TITLE: New Methods for Large State Spaces in Performance Evaluation with
       Markovian Modelling - II

PRINCIPAL INVESTIGATORS: Tugrul Dayar, Ph.D.
                         Nihal Pekergin, Ph.D.
                       
OTHER RESEARCHERS: Denizhan N. Alparslan, B.S.
                   Oleg Gusak, M.S.
                   Jean-Michel Fourneau, Ph.D.
                   Franck Quessette, Ph.D.

INSTITUTIONS: Bilkent University, Department of Computer Engineering
              Universite de Versailles, Laboratoire PRiSM

SUPPORT: The Scientific and Technical Research Council of Turkey (TUBITAK)
         Centre National de la Recherche et Scientifique (CNRS)

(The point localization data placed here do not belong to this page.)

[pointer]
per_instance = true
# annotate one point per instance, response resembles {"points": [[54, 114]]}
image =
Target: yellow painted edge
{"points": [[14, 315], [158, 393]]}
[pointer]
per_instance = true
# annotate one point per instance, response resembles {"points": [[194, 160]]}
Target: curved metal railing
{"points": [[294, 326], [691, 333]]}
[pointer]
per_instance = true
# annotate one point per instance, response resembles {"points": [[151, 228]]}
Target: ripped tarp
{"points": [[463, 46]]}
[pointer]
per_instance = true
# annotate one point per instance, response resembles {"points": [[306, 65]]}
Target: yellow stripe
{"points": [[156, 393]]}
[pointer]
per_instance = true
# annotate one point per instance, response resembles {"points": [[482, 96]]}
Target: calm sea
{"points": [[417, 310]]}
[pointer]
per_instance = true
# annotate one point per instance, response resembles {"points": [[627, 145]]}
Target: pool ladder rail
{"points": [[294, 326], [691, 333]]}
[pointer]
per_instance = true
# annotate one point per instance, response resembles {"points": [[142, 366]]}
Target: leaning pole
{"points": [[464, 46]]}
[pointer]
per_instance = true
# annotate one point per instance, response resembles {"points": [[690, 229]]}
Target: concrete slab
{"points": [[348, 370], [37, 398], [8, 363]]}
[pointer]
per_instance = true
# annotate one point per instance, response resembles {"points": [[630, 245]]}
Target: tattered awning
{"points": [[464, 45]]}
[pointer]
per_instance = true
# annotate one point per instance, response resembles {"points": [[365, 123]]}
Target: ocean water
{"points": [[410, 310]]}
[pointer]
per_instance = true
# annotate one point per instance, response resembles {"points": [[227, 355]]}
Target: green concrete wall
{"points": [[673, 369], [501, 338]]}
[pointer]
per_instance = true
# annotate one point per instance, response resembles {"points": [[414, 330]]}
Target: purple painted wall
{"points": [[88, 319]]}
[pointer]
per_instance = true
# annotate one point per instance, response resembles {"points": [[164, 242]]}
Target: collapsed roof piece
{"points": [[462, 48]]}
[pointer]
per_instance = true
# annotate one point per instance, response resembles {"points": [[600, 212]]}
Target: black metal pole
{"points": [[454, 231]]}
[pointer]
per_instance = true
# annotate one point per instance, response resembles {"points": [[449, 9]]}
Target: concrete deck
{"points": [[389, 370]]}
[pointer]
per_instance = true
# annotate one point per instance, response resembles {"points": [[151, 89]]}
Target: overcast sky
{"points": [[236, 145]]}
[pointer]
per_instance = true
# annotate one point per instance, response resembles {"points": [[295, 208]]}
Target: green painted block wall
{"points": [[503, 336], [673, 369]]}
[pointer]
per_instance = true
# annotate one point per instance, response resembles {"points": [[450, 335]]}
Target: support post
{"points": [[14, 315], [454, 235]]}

AMOUNT: ~12,000 FF (to Turkish side)

DURATION: 1 January 2000 - 31 December 2000

ABSTRACT: In this work, new methods for large state spaces in performance 
evaluation with Markovian modelling are investigated. New numerical and 
stochastic methods that will reduce the effects of the state space explosion 
problem encountered in analysis are trying to be developed. To this end, the
modular modelling method based on synchronization and decomposition, numerical 
methods suitable for this method, and stochastic comparison are being 
considered. An improved version of a two-level algorithm that is based on 
decomposition and aggregation and that uses stochastic comparison to compute 
lower and upper bounds on probabilities of nearly completely decomposable 
Markov chains is given. The devised algorithm is compared with iterative
aggregation-disaggregation and it is shown that it has much better running 
time. More suitable structures for stochastic comparison are investigated and 
it is shown that a transformation performed on the Markov chain leads to the
computation of better st-monotone bounding matrices. The transformation of 
interest is one that makes the Markov chain diagonally dominant. For discrete- 
and continuous-time stochastic automata networks, an iterative aggregtion-
disaggregation algorithm is devised. This algorithm has the property that, 
when possible, it performs aggregation only once. Numerical experiments are 
conducted on models of computer and communication systems and it is shown that 
the devised algorithm yields the solution in a shorter time than Block Gauss-
Seidel, which is one of the best available solvers for stochastic automata 
networks.

KEY WORDS: Markov chains, stochastic comparison, stochastic automata networks,
iterative aggregation-disaggregation.